Почему же на этот раз выбор пал на него? Он догадывался: все рано или поздно становилось известным среди этих черных камней, несмотря на удары хлыста, которыми принуждали к молчанию. Он должен был исчезнуть, хотя работал не хуже других и ни разу не обратился в лазарет, только потому, что где-то там, в далеком краю, убили его мать, жену и маленькую дочку. В таких случаях — он это знал, все это знали — предпочитали ликвидировать всю семью. Дорога и мост скоро будут готовы; только что прибыли новые рабочие: цыгане и участники Сопротивления. Так что одним больше, одним меньше… Значит, теперь при помощи мнимого побега собирались уничтожить последнего члена его семьи. Отца уже давно застрелили в гетто.

Пять шагов… Он услышал, как часовой щелкнул затвором автомата.

«Ну что ж, — сказал он себе, — рано или поздно для всех наступает момент, когда находишься в пяти шагах от смерти. Просто люди обычно этого не знают, и эти пять шагов пропадают зря. Но ведь я-то знаю. Они мои. У меня в жизни не было ничего более надежного, чем эти пять шагов. Пока я их не сделаю! Я самый свободный человек в лагере, единственный по-настоящему свободный!»
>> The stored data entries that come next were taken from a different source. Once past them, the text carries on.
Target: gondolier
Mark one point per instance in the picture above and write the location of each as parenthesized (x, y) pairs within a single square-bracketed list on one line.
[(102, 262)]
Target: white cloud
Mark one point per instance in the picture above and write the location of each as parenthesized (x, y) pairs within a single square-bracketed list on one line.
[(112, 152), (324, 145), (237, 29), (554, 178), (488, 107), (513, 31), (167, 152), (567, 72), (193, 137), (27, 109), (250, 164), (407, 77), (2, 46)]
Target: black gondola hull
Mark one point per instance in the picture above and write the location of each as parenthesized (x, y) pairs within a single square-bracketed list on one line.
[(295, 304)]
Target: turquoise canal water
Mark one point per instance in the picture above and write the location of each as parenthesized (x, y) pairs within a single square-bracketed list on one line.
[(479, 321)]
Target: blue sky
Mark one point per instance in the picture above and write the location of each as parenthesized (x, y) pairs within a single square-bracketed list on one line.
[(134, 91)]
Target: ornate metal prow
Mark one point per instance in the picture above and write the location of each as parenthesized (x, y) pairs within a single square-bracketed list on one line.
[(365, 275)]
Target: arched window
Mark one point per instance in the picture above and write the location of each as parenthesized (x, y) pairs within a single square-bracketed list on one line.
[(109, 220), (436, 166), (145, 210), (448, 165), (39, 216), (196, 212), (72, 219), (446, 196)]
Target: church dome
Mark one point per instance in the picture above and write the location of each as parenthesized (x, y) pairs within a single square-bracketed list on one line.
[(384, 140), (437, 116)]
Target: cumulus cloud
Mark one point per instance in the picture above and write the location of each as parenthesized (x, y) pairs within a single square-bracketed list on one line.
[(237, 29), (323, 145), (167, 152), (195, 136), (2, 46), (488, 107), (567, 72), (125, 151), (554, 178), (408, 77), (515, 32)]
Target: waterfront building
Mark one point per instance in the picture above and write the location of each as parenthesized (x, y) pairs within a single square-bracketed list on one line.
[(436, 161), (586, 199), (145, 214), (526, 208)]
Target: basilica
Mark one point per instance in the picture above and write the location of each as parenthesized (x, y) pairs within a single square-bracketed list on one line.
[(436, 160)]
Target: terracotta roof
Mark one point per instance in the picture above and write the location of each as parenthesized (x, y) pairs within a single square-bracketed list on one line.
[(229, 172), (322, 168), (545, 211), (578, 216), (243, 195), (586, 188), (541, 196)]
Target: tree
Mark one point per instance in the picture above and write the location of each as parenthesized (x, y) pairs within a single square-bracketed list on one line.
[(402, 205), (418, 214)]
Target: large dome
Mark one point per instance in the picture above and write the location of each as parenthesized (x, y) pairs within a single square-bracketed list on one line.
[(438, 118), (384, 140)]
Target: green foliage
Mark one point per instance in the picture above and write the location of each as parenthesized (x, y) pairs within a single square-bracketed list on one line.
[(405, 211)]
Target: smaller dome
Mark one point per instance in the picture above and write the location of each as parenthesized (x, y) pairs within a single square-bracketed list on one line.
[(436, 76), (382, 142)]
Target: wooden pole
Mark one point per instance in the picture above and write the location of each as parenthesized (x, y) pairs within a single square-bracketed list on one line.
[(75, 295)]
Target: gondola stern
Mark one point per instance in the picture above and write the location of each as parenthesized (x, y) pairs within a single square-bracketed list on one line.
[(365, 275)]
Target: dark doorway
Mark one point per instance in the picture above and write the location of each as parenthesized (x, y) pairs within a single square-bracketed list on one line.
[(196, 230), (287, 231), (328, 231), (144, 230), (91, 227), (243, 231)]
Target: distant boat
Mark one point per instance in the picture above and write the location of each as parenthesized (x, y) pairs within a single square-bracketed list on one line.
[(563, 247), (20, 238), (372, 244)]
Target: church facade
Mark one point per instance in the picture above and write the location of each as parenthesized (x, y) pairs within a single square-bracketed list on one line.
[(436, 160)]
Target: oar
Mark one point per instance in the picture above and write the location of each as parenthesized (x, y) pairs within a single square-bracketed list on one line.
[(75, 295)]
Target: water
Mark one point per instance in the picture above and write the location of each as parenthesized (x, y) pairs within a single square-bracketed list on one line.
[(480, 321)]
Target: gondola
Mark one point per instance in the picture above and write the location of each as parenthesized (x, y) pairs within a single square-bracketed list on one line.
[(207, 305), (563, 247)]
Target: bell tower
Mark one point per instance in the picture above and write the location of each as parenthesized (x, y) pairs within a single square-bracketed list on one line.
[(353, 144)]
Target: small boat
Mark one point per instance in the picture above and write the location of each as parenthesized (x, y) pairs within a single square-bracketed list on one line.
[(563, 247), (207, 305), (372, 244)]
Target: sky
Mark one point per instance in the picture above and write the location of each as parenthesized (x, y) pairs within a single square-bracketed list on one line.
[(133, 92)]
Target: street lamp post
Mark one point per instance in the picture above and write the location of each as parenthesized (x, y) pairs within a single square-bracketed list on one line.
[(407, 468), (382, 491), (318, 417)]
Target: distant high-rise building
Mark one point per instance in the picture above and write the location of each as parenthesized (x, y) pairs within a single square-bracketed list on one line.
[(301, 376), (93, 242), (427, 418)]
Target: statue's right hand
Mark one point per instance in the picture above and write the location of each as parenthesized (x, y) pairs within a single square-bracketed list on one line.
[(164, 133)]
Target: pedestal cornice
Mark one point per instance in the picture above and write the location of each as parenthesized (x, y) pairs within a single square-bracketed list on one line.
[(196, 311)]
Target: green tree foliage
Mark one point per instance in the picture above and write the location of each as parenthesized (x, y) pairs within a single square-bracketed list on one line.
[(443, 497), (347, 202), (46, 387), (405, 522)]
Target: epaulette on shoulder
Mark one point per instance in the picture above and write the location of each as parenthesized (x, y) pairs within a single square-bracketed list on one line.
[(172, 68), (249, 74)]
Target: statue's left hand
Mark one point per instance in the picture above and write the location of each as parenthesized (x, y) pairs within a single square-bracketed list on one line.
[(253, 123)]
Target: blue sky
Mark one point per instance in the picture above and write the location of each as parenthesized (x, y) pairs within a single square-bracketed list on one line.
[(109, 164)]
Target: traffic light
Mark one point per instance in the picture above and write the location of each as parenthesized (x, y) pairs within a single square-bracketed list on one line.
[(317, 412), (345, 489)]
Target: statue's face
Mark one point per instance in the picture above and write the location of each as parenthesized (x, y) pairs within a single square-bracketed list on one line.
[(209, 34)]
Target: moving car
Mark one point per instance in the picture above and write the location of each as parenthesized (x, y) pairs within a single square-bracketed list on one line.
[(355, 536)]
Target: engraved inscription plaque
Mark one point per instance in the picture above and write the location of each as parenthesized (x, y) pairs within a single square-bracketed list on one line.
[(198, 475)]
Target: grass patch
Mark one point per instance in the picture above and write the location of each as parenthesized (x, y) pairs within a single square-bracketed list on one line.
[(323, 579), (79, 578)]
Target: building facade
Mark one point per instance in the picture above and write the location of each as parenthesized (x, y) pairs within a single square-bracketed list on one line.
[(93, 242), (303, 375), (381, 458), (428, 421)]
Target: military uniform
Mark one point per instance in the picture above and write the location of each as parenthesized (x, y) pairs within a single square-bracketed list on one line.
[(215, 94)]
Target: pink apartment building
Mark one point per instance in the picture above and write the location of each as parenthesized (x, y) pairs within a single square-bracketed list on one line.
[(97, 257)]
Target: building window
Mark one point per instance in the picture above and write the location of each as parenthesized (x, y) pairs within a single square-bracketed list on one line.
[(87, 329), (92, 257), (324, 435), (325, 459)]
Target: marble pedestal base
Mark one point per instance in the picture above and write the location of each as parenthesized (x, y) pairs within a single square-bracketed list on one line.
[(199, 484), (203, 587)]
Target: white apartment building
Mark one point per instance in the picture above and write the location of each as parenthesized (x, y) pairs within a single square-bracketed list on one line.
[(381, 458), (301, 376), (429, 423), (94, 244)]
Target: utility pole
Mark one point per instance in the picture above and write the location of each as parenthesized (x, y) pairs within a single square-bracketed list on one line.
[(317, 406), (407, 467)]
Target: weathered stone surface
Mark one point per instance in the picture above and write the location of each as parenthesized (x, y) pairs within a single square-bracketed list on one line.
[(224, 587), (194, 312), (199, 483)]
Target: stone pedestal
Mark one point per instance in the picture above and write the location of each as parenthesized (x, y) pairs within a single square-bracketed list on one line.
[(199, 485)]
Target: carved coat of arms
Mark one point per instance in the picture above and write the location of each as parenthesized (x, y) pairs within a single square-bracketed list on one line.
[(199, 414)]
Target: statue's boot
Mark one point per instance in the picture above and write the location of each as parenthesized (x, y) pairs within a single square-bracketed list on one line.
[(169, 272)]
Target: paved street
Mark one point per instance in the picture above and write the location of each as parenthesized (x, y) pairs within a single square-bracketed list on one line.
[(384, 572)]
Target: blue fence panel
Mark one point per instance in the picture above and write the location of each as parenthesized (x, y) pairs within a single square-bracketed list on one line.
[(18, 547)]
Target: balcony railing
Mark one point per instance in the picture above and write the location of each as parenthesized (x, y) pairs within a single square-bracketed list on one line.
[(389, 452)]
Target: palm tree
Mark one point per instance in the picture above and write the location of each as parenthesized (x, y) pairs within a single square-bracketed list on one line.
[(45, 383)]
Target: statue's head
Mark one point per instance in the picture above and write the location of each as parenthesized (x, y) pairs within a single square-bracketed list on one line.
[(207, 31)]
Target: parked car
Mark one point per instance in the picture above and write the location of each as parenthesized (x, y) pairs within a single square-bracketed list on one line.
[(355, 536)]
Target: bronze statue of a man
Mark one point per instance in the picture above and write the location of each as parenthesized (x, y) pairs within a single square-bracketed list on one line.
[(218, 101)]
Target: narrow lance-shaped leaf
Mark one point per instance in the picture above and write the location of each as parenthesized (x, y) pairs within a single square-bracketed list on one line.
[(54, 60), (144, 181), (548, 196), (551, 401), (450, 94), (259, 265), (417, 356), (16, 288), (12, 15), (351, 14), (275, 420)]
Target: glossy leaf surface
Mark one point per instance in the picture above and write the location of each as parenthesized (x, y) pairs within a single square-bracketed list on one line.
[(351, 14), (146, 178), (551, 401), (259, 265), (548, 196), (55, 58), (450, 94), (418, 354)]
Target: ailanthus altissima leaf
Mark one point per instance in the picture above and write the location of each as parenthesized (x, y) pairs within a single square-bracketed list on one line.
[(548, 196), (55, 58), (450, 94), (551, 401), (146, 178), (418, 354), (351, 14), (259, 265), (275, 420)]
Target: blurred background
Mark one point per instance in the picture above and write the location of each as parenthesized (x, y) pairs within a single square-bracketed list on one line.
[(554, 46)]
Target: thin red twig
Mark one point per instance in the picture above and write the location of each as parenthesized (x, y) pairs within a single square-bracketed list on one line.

Гордость придавала ему силы. Умереть стоя… Это была единственная милость, которую лейтенант даровал приговоренному к смерти. Теперь, когда он был уверен, что его любимых нет в живых, он чувствовал себя необычайно легко. Нет больше ни слез, ни надежд, ни планов. Он словно парил между небом и землей и был совершенно неуязвим. Его убьют в пяти шагах отсюда — ну и что? Его уже трижды убили, в трех разных лицах, не считая отца. В самом деле, для чего оставаться в живых? Не постыдно ли это? Постыдно и абсурдно: когда чувствуешь себя изгоем, где бы ты ни был, изгоем в собственной шкуре, то зачем жить?

Вот так, пока он медленно делал свой первый шаг свободного человека, полная безнадежность сопровождала и утешала его. Однако, готовясь совершить следующий шаг, он до боли отчетливо увидел свою маленькую дочку с закрытыми глазами. Умерла? Нет, уснула. Он увидел ее, беззащитную, уже во власти сна, с приоткрытым ртом, как в прежние счастливые времена, когда она лепетала ему: «Спокойной ночи». И, как тогда, он, улыбаясь, прошептал ее имя.

— Чего застрял? Пошевеливайся! — неуверенно прикрикнул часовой.

Но он не собирался торопиться: ведь часовой все равно не выстрелит раньше пятого шага. Вот его маленькая дочка, а рядом с кроваткой жена, она тоже улыбается. Сильная, неприступная, она неуязвима, как настоящая цитадель. Не такая, как эта жалкая крепость, темное, мертвое нагромождение сырых камней… Нет! Его жена живая, неизменная…

Часовой увидел, как человек выпрямился. «Он выше меня», — подумал он и сжал в руках автомат. Со спины этого парня можно было принять за кого угодно. Он немного наклонял голову влево, совсем как Этьен, его старший брат, от которого уже много месяцев не было вестей. А вдруг его убили на этом проклятом Восточном фронте? «Почему он там, а я здесь? — подумал часовой. — Что за подлость, что за идиотизм эта война!» Он злился на себя за то, что спокойно живет в этом вонючем лагере, вдали от опасности. Вставать по сигналу, работать, жрать, стоять на часах, снова жрать, ложиться по сигналу… Что за идиотизм эта война! Впрочем, здесь-то как раз войны нет… Он живет здесь то ли как новобранец, то ли как привратник, слушает шарканье грубых башмаков по камням и ругань в казарме, а в это время Этьен, его старший брат, его единственный друг… Он злился на себя, злился на лейтенанта, на весь мир, на этого парня, который, казалось, никогда не поставит занесенную ногу… Впрочем, нет, на него он не злился.